A metà strada tra Andrea Arnold e Ken Loach, la regista Sarah Gavron ci regala un film difficile, crudo e realistico ma anche pieno di vitalità e di ironia. Mai cupo, mai squallido, il film ci fa capire la vera lotta delle persone condannate in partenza a soccombere per riuscire a svoltare nella vita. E mette l’accento sull’importanza dell’amicizia come fonte, forse unica, di conforto e sostegno. Il gruppo di ragazzine è di una bravura eccelsa e il fratellino di Rocks è da adottare seduta stante.
Lingua Franca di Isabel Sandoval (US)
Che cosa ci può essere di peggio per uno straniero senza il permesso di soggiorno che vive nell’America di Trump? Essere uno straniero che nel frattempo è diventata una straniera. Olivia è una transgender immigrata clandestina filippina che abita a Brooklyn e si occupa di accudire un'anziana signora. Il suo terrore è quello di essere fermata dalla polizia per dei controlli: lei sta cercando disperatamente di trovare i soldi per un matrimonio “finto” che le permetta finalmente di avere la Green Card ma non è così semplice. Quando sulla scena compare il nipote dell’anziana di cui si prende cura e iniziano ad uscire insieme, si accende nella donna una speranza.

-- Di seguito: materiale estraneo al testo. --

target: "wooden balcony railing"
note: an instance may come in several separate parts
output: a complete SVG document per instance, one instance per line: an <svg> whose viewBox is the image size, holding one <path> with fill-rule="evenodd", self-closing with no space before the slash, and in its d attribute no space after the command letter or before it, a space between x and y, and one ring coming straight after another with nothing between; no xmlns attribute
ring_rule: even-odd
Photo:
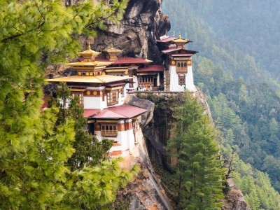
<svg viewBox="0 0 280 210"><path fill-rule="evenodd" d="M118 136L117 130L102 130L101 132L102 136L116 137Z"/></svg>

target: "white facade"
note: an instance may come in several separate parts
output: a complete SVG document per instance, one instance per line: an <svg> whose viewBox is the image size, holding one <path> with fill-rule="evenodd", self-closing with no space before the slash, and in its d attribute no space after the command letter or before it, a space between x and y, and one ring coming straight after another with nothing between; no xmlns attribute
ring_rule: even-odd
<svg viewBox="0 0 280 210"><path fill-rule="evenodd" d="M129 88L129 84L126 84L124 86L122 94L118 94L118 104L115 104L113 106L107 106L107 96L105 94L104 96L104 100L103 100L103 96L99 97L87 97L86 95L83 96L83 104L85 109L104 109L110 106L120 106L122 105L125 102L125 99L127 95L127 90ZM88 87L86 90L98 90L103 91L103 92L106 92L105 87Z"/></svg>

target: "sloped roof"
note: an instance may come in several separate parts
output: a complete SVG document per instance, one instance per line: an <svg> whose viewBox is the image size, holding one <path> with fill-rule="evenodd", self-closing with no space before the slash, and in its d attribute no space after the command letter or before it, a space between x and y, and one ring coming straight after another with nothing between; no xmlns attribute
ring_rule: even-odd
<svg viewBox="0 0 280 210"><path fill-rule="evenodd" d="M84 109L83 116L85 118L88 118L92 116L100 111L100 109Z"/></svg>
<svg viewBox="0 0 280 210"><path fill-rule="evenodd" d="M108 59L103 57L96 57L96 61L98 62L108 62ZM118 60L111 61L113 64L149 64L150 62L141 57L120 57Z"/></svg>

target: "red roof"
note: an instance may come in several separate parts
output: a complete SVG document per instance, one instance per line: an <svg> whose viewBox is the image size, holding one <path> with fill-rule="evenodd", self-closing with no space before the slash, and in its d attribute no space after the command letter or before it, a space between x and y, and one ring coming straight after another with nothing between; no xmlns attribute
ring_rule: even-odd
<svg viewBox="0 0 280 210"><path fill-rule="evenodd" d="M140 68L137 69L137 72L148 72L148 71L163 71L164 66L163 65L150 65L147 68Z"/></svg>
<svg viewBox="0 0 280 210"><path fill-rule="evenodd" d="M92 118L99 119L127 119L139 115L146 111L146 109L142 108L124 104L104 108L97 114L92 116Z"/></svg>
<svg viewBox="0 0 280 210"><path fill-rule="evenodd" d="M88 118L92 116L100 111L100 109L84 109L83 116L85 118Z"/></svg>
<svg viewBox="0 0 280 210"><path fill-rule="evenodd" d="M197 51L190 50L188 50L186 48L172 48L172 49L169 49L169 50L162 50L162 52L163 53L168 53L168 52L176 52L176 51L179 51L179 50L182 50L185 53L188 53L188 54L192 53L192 55L198 52Z"/></svg>
<svg viewBox="0 0 280 210"><path fill-rule="evenodd" d="M96 61L108 62L108 59L104 57L95 57ZM141 57L118 57L118 60L112 62L113 64L148 64L149 62Z"/></svg>
<svg viewBox="0 0 280 210"><path fill-rule="evenodd" d="M174 40L174 39L175 39L175 38L176 38L176 37L168 37L168 38L164 38L164 39L157 40L157 41L158 41L158 42L163 42L163 43L165 43L165 42L172 41L172 40Z"/></svg>

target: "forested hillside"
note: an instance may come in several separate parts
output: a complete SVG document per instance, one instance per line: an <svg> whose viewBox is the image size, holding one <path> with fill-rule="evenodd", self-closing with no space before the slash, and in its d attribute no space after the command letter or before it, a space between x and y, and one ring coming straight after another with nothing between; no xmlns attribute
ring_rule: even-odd
<svg viewBox="0 0 280 210"><path fill-rule="evenodd" d="M252 1L242 2L245 6L238 6L240 1L164 1L164 12L169 15L172 30L193 41L188 47L200 51L194 62L195 82L207 97L216 126L220 131L225 155L229 159L232 151L235 153L237 171L232 176L253 209L279 209L280 200L273 200L279 197L279 193L271 187L269 178L255 169L267 173L274 188L280 190L280 99L275 91L279 85L274 80L275 76L272 79L264 69L263 66L268 66L265 57L253 53L264 53L267 50L258 47L262 44L261 37L263 44L267 45L266 40L270 38L265 34L270 31L261 33L259 39L244 35L253 30L249 25L257 22L263 29L260 26L265 24L262 20L255 20L253 24L252 19L241 19L246 12L251 15L258 14L254 10L257 6L253 6ZM274 4L272 1L266 3L276 7L279 3ZM260 4L257 5L260 6ZM267 11L269 8L264 6L264 10ZM270 19L265 20L268 22ZM235 22L235 24L230 22ZM241 26L244 27L243 32L239 28ZM274 29L277 31L277 27ZM250 38L253 41L241 42ZM254 46L251 46L250 43ZM267 60L276 55L274 52L266 51ZM265 188L270 192L267 195L274 195L272 197L262 194Z"/></svg>

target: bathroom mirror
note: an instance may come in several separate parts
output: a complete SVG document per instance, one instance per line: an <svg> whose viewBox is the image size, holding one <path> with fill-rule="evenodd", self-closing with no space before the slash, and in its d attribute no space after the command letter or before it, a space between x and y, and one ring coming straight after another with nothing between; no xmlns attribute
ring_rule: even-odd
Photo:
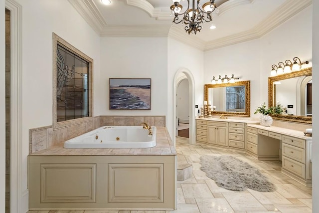
<svg viewBox="0 0 319 213"><path fill-rule="evenodd" d="M250 81L205 84L204 100L210 104L212 115L250 116Z"/></svg>
<svg viewBox="0 0 319 213"><path fill-rule="evenodd" d="M275 119L312 123L312 68L268 78L268 105L280 104L282 114Z"/></svg>

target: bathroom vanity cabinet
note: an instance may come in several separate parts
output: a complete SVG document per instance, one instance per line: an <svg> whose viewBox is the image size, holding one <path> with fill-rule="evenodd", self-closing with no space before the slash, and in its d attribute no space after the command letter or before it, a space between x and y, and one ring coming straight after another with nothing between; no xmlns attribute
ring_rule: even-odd
<svg viewBox="0 0 319 213"><path fill-rule="evenodd" d="M312 137L277 127L248 125L247 131L247 154L259 160L279 160L282 156L282 172L311 186Z"/></svg>
<svg viewBox="0 0 319 213"><path fill-rule="evenodd" d="M257 159L281 160L282 172L312 185L312 138L301 131L265 127L253 121L196 120L196 142L242 150Z"/></svg>
<svg viewBox="0 0 319 213"><path fill-rule="evenodd" d="M228 146L228 123L207 121L208 144Z"/></svg>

Scritto e diretto da Isabel Sandoval, al suo terzo film ma al primo firmato come Isabel (i primi due erano stati girati da Vincent), Lingua Franca è un film molto sincero su una situazione delicatissima e complicata. Senza essere ispirato alla sua vita, la Sandoval ammette però di aver conosciuto bene tutte quelle paure di cui si fa carico la sua Olivia. Un bellissimo ritratto di donna che vale la pena di scoprire.
Nichinichi kore kojitsu (Every day is a good day) by Tatsumi Omori (Giappone)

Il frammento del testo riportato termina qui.